Narooma – Seaside town of secrets
I’m not a great tourist. Since my teens, I’ve tended to drift in and out of towns and entire countries and failed to do the things that most other people enjoy. But I genuinely admire people who have an instinct for tourism.
I know it’s popular to bag tourists in some circles but tourism, at its best, is about being infinitely curious about the world and seeking out experiences that enrich your understanding. So now I try and do at least one or two genuinely touristy things in a new town before I lapse back into my usual routines, back to the comfortable landscape inside my head and the blank pages waiting to be filled with words.
The Professor and I arrived in Narooma late yesterday afternoon after driving up the windy coast road from Bournda National Park. The show in Merimbula on Saturday went well but was a little disappointing in that the crowd was smaller than we’d expected both in size and numbers. There was a clutch of noisy pre-schoolers and not enough schoolage kids. Who needs puppets when you have toddlers somersaulting in front of the booth?
We stopped in Bermagui on our way up the coast road, principally to check out the Zane Grey Tourist Park. It is one of the select few tourist parks in Australia named after an author (there’s a Henry Lawson caravan park in Gulgoa and a Banjo Patterson caravan park in the Snowy Mountains). I can’t imagine there’ll ever be a Kirsty Murray Tourist Park.
Bermagui has a reasonable entry in the Oxford Literary Guide to Australia but Narooma doesn’t crack a mention. It describes itself as a sleepy fisherman’s haven. The town sprawls across the hills around the inlet. There’s also a gorgeous long jetty where the Professor and I sat this afternoon to eat our fill of local oysters.

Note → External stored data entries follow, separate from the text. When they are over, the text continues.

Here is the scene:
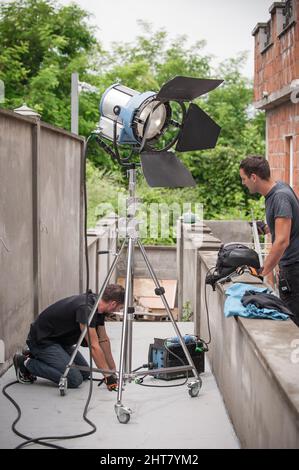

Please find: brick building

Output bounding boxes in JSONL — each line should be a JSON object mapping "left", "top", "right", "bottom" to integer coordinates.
{"left": 252, "top": 0, "right": 299, "bottom": 195}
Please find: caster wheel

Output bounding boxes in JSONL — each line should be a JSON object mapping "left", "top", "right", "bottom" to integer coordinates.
{"left": 188, "top": 378, "right": 202, "bottom": 398}
{"left": 59, "top": 377, "right": 68, "bottom": 396}
{"left": 115, "top": 405, "right": 132, "bottom": 424}
{"left": 117, "top": 411, "right": 131, "bottom": 424}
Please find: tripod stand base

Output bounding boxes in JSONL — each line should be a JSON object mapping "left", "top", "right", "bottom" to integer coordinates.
{"left": 59, "top": 167, "right": 203, "bottom": 424}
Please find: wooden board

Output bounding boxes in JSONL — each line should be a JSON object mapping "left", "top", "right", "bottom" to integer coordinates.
{"left": 117, "top": 277, "right": 177, "bottom": 309}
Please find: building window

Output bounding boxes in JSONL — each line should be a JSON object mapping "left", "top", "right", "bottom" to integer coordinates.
{"left": 283, "top": 0, "right": 294, "bottom": 29}
{"left": 278, "top": 0, "right": 296, "bottom": 36}
{"left": 260, "top": 21, "right": 273, "bottom": 53}
{"left": 264, "top": 21, "right": 272, "bottom": 49}
{"left": 285, "top": 136, "right": 294, "bottom": 188}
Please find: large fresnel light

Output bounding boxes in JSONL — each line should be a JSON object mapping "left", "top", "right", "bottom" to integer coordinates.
{"left": 96, "top": 76, "right": 223, "bottom": 187}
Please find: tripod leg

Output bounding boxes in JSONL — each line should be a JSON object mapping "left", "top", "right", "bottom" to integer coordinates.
{"left": 115, "top": 237, "right": 133, "bottom": 423}
{"left": 137, "top": 239, "right": 201, "bottom": 383}
{"left": 124, "top": 242, "right": 134, "bottom": 375}
{"left": 58, "top": 239, "right": 126, "bottom": 395}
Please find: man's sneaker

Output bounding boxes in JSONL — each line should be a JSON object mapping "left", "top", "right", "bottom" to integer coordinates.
{"left": 13, "top": 353, "right": 36, "bottom": 384}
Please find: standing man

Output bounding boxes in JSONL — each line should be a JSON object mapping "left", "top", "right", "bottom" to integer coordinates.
{"left": 13, "top": 284, "right": 125, "bottom": 388}
{"left": 239, "top": 155, "right": 299, "bottom": 326}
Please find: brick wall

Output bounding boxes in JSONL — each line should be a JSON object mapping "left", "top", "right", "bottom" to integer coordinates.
{"left": 253, "top": 3, "right": 299, "bottom": 101}
{"left": 252, "top": 1, "right": 299, "bottom": 195}
{"left": 267, "top": 101, "right": 299, "bottom": 188}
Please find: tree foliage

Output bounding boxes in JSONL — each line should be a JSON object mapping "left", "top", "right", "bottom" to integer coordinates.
{"left": 0, "top": 0, "right": 100, "bottom": 128}
{"left": 0, "top": 0, "right": 266, "bottom": 239}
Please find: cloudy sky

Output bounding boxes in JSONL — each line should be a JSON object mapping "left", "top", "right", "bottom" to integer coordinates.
{"left": 60, "top": 0, "right": 274, "bottom": 78}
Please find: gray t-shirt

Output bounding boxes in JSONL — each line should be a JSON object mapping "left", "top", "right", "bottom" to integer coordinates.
{"left": 265, "top": 181, "right": 299, "bottom": 266}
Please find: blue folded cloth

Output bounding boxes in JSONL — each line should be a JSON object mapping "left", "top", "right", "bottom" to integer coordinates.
{"left": 224, "top": 283, "right": 290, "bottom": 321}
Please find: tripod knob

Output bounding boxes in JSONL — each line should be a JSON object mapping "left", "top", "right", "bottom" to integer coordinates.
{"left": 155, "top": 287, "right": 165, "bottom": 296}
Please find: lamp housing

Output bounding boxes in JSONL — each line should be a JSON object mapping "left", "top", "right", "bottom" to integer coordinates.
{"left": 99, "top": 83, "right": 171, "bottom": 145}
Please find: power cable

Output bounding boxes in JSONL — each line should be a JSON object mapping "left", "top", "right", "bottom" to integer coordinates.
{"left": 134, "top": 341, "right": 189, "bottom": 388}
{"left": 203, "top": 266, "right": 217, "bottom": 346}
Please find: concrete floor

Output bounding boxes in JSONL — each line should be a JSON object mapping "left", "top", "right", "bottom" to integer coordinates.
{"left": 0, "top": 322, "right": 239, "bottom": 449}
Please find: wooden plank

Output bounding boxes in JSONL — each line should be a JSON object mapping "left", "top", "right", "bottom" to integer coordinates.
{"left": 161, "top": 279, "right": 177, "bottom": 308}
{"left": 117, "top": 277, "right": 177, "bottom": 309}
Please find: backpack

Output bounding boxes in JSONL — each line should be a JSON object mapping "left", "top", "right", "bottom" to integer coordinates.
{"left": 216, "top": 243, "right": 260, "bottom": 278}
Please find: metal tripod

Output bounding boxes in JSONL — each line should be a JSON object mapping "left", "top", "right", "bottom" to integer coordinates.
{"left": 59, "top": 168, "right": 202, "bottom": 424}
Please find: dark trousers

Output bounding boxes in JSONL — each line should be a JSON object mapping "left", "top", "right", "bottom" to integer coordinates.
{"left": 26, "top": 341, "right": 90, "bottom": 388}
{"left": 279, "top": 264, "right": 299, "bottom": 327}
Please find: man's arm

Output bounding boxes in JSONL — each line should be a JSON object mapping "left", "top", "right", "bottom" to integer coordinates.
{"left": 79, "top": 324, "right": 112, "bottom": 376}
{"left": 96, "top": 325, "right": 116, "bottom": 371}
{"left": 261, "top": 217, "right": 292, "bottom": 276}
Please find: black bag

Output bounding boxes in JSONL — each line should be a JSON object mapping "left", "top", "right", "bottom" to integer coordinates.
{"left": 216, "top": 243, "right": 260, "bottom": 278}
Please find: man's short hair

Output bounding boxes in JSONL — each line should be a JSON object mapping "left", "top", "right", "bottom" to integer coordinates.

In the water, not far from the jetty, a seal was showing off his stye for a group of tourists. You probably can’t quite make him out from the first photo. Every few minutes he’d roll over and wave in a leisurely fashion. A huge stingray circled him, just beneath the surface of the water, like a shadowy underwater understudy. Even an expert photographer would have had trouble capturing the two sea creatures and the strange interplay of their movements.
Towns like Narooma seem to shimmer with untold stories. I have no idea what the characters might be like – whether they revolve around the thousands of families that visit here every summer or are about the locals, so many of whom seem to live their lives around the ebb and flow of the tides. But I wish someone else would write them. I’d like to read them.